Second, ICBC’s sound overseas development is a key factor. For the period ended June this year, ICBC's overseas assets reached USD 182.2 billion and its share of the Group's total assets rose to 6%. Today, ICBC's global network comprising about 400 overseas branches spans 39 countries/territories. Additonally, as the single largest shareholder of the Standard Bank of South Africa (a major bank in Africa), ICBC works closely with financial institutions in 18 African countries. Based on this, ICBC has gradually shifted its globalization strategy to localized, mainstream and differentiated development. Overseas branches of ICBC are increasing their activities in local markets through the launch of key products and close interactions between domestic and overseas branches. The goal is to increases the competitiveness and management of ICBC’s overseas branches. In the first half of 2013, ICBC’s overseas branches post USD 1.07 billion in profit before tax, an increase of 23.8% over the same period a year ago.

Furthermore, the accelerating pace of RMB internationalization also increases ICBC's systemic importance. A report published by the Society for Worldwide Interbank Financial Telecommunication ("SWIFT") in October shows that RMB has already overtaken the Swedish krona, the South Korean won and the Russian rouble as the world’s eighth most actively traded currency. In the first nine months of the year, ICBC processed 1.5 trillion yuan in cross-border RMB transactions, up 33.42% year-on-year. ICBC's RMB-clearing network has grown to cover 70 countries/territories worldwide. Cross-border RMB service is available in all ICBC overseas institutions, under the permission of local regulatory authorities. On February 8, 2013, the People's Bank of China authorised ICBC’s Singapore Branch as the RMB clearing bank in Singapore. This is the first time the central bank has designated a Chinese RMB clearing bank in a foreign country. All RMB clearing services have been running smoothly at Singapore RMB clearing bank since opening on May 27, marked by high growth in clearing volume. As of today, clearing volume at Singapore RMB clearing bank has reached over 1 trillion yuan.
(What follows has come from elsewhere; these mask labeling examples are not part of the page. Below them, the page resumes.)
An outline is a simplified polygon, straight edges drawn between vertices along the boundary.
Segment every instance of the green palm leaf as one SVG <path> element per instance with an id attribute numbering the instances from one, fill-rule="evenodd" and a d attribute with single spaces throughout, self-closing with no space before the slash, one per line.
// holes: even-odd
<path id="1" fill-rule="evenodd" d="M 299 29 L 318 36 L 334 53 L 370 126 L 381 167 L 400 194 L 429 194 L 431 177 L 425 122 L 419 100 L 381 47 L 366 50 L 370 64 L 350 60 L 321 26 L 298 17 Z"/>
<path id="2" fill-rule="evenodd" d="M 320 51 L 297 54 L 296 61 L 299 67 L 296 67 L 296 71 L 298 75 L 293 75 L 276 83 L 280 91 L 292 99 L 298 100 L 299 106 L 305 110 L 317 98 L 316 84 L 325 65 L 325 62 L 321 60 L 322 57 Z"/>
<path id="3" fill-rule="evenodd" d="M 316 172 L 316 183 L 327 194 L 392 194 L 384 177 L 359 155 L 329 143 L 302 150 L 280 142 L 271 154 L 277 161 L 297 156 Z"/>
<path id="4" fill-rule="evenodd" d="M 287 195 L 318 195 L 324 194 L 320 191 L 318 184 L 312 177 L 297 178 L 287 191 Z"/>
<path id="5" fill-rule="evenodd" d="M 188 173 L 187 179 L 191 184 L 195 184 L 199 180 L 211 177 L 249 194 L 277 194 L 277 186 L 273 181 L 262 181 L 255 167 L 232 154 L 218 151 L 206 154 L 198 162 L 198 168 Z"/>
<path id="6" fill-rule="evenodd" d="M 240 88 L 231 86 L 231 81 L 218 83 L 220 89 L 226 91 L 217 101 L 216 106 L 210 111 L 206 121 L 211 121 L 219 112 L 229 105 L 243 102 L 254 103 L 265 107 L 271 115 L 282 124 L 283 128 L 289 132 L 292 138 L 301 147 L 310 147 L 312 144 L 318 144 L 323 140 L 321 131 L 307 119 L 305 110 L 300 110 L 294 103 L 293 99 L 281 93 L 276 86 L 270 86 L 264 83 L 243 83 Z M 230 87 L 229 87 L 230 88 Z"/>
The strong momentum is supported by a clearing network spanning 31 countries/territories.

Industry insiders said the inclusion of two Chinese banks into the list of global systematically important financial institutions demonstrates the international recognition to China's economic and financial reforms. To Chinese banks, this means closer supervision internationally and further engagement in the fierce global competition.